Our life is governed by rules, both universal and specific. I think the reason why people have such a strong opinion on this issue either way is because it either challenges or reinforces the rules they choose to live by. I know of people (relatives, family friends, acquaintances) who oppose same-sex marriage due to religious codes they follow. I can relate; I used to attend a church that espouses (no pun intended) that marriage is between a man and a woman. So, these recent rulings, as well as the same-sex marriage victories in 13 states + DC (so proud to live in Minnesota), can be really startling to people who have this narrow definition of marriage. Startled, maybe even angered, but I really don't think they will be harmed by it. Honestly, how can my two gay friends getting married be a threat to your marriage? I mean, I can see a fierce competition in the wedding planning business once we have more gay weddings (just remember to take your Xanax for Gay Summer Weddings). Kidding aside, what opponents of same-sex marriage fail to see is that while allowing same-sex marriages will do nothing to harm heterosexual unions, banning it can and does cause great injury to LGBT individuals. Again, think of the Golden Rule, or alternately "putting yourself in someone else's shoe." How would I feel if I was wantonly denied the right to marry someone because of their gender? I know of many solid, committed same-sex relationships that have the requisites of solid, committed marriages, so I believe they should be given access to the personal, social, and economic benefits of marriage accessible to opposite-sex couples.

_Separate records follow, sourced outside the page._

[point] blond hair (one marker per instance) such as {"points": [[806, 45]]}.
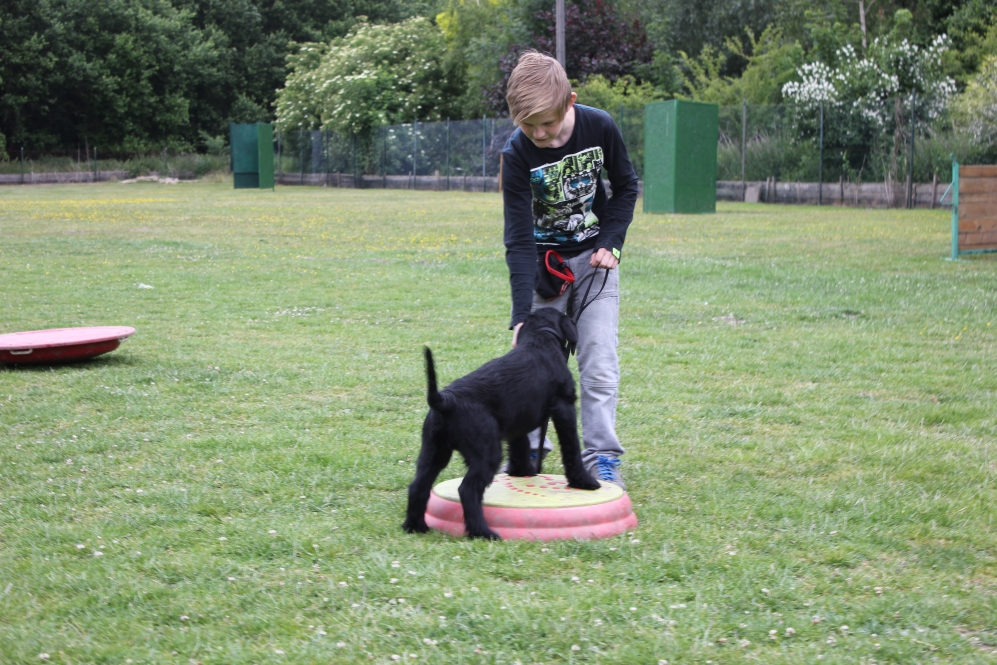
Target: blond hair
{"points": [[537, 84]]}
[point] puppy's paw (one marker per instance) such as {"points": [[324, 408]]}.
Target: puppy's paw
{"points": [[487, 534], [415, 526], [584, 481]]}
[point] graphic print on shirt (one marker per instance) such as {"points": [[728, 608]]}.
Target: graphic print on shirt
{"points": [[563, 193]]}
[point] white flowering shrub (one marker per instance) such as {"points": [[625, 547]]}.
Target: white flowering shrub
{"points": [[375, 75], [866, 102], [890, 69]]}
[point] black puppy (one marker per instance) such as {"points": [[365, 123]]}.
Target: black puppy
{"points": [[505, 398]]}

I could definitely keep talking about the different reasons why I support gay rights, but I'll end with this:

Growing up in the Philippines, we were fortunate enough to have two housekeepers live with us, Ate Liza and Ate Jenny. I love them both very dearly, and they were great at running the house, picking us up from school, watching after us as we skated outside our apartment building, etc. Ate Jenny is what I'd call a tomboy; short hair, boyish clothing, and I was aware at a young age that her and Ate Liza were an "item." One day, when Ate Jenny picked me up from school (I must've been around 7 or 8), she went to use the restroom. I was confused as to why she went to the ladies' restroom; I remember asking her why she did that. I thought Ate Jenny and Ate Liza were a couple, so why would Ate Jenny use the girl's restroom? Like any 7-year-old, though, I quickly forgot about that moment and just went on my carefree, innocent life. Ate Jenny and Ate Liza remained a couple for a few more years, even after Ate Jenny stopped working for us. They would sometimes get into fights and break it off for a while, then get back together. I remained unfazed by it all, because really, what 7-year-old cares about adult stuff? It wasn't until years later that I finally realized that they were a gay couple. When I put this together, I different. No different towards Ate Jenny and Ate Liza, who I still keep in touch with. No different towards their relationship. No different towards my relationship with them. I did, however, start to question my relationship with the church I was attending. It wasn't heavily discussed, but I knew where the church stood on homosexuality, and I was confounded that they taught us to "love one another," unless you're gay. I also became more cognizant of family members who are gay, and wondered what would make them any less deserving of anyone's love and respect. I couldn't come up with any reason, because there was and is none. So, I started thinking for myself, and realized that I don't have to accept tenets that frankly don't make sense to me. It's been a looooong while since I've been to a church, and I don't feel compelled to find a new one, although I think it is beautiful that there are plenty of denominations that embrace the full meaning of 'love one another.' 

It's really that maxim, along with the universal Golden Rule, that has guided me to a strong and steadfast position on gay rights. I may not be the most active supporter out there -- my contribution to defeat Amendment 1 in MN was modest -- but it is individual voices like yours and mine that create this tide of change.